Can’t You Smell That Smell?

When I was a young police officer, I was sent to check on a homeless person who was reported to have died on a bench outside the theater arts building. I found him lying on the bench, but saw, almost immediately, that he was breathing.

Whew.

I woke him and asked him how he was doing and we had a short discussion, mostly so that I could determine what to do with him. I asked him where he was planning to go next and he said that he had had to sit down because his feet were hurting. I said, “Oh, what’s wrong with your feet?”

“I don’t know.”

I saw that there was a blackish fluid leaking from his shoe, so I encouraged him to take his shoe off so that we could see if he needed medical attention for his feet. I had to help him get the shoe off, because he was having difficulty, but I was wearing gloves so I didn’t think there would be a problem.

The smell hit me as if it was a physical force and almost knocked me down. My eyes watered and I gagged. His foot was bright pink with black nails and had a blackish liquid oozing from cracks in his heel. I excused myself and walked to a spot about thirty feet away, five feet past the end of the odor, and called for paramedics to respond. As my brain began to receive oxygen again, I realized that the man was probably diabetic and his feet had filled with gangrene from some infection that he had never sought help for.

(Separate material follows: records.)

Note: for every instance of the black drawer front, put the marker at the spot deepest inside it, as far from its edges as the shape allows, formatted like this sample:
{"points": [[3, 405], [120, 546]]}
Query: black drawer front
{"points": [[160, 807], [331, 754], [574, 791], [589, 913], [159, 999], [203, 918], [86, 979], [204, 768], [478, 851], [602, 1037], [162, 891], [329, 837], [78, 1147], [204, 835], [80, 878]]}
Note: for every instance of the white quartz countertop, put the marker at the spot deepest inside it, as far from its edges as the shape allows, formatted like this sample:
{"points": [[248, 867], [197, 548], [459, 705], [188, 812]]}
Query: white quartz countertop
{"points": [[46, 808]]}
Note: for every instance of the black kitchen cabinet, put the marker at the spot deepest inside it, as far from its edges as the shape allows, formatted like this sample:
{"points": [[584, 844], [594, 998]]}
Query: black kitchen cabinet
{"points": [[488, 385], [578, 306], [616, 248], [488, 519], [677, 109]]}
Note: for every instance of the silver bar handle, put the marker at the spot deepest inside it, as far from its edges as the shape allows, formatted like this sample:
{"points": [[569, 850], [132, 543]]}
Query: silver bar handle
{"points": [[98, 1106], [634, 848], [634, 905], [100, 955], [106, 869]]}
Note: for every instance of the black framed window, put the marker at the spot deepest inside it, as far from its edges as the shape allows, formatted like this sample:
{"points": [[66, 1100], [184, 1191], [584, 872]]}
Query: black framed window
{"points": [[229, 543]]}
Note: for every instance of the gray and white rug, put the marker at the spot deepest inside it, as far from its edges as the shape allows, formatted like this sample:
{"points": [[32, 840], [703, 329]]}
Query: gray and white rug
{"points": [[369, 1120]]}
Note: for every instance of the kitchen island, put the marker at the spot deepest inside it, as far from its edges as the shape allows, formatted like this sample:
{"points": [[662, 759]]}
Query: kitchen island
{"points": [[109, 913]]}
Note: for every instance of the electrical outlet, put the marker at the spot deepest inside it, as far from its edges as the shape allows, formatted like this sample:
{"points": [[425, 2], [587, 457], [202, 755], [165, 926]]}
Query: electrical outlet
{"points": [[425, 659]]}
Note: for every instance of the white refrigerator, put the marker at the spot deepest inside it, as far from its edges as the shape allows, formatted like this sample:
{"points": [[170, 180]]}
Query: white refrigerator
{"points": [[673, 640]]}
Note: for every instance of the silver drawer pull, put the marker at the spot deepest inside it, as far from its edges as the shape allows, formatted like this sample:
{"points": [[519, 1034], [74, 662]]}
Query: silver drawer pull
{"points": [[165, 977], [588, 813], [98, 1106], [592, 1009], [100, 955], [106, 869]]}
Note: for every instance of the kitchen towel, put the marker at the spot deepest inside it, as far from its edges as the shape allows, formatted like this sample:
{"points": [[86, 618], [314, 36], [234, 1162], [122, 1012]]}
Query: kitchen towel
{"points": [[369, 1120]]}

When the paramedics arrived, they asked where the patient was and I pointed. They looked at me oddly, like, “Why are you standing way over here?”

They started walking toward the man, but reached an invisible line that stopped them in their tracks. They looked back at me again, this time like “You could have warned us,” and went back to the ambulance to get masks and something that they sprayed in them, then went to work.

Ultimately, the man was taken to the county hospital, but I found him on campus just a couple of weeks later. I asked him how his trip to the Emergency Room had gone. He was very agitated and explained,

They were going to cut my legs off, so I left!

You didn’t let them treat you? I asked.

Hell, no! Didn’t you hear me? They were going to cut my legs off! (Released against medical advice.)

The transit police found him a couple of weeks later, dead on a bus bench.

Now, anytime I smell something significantly bad, I have flashbacks to him.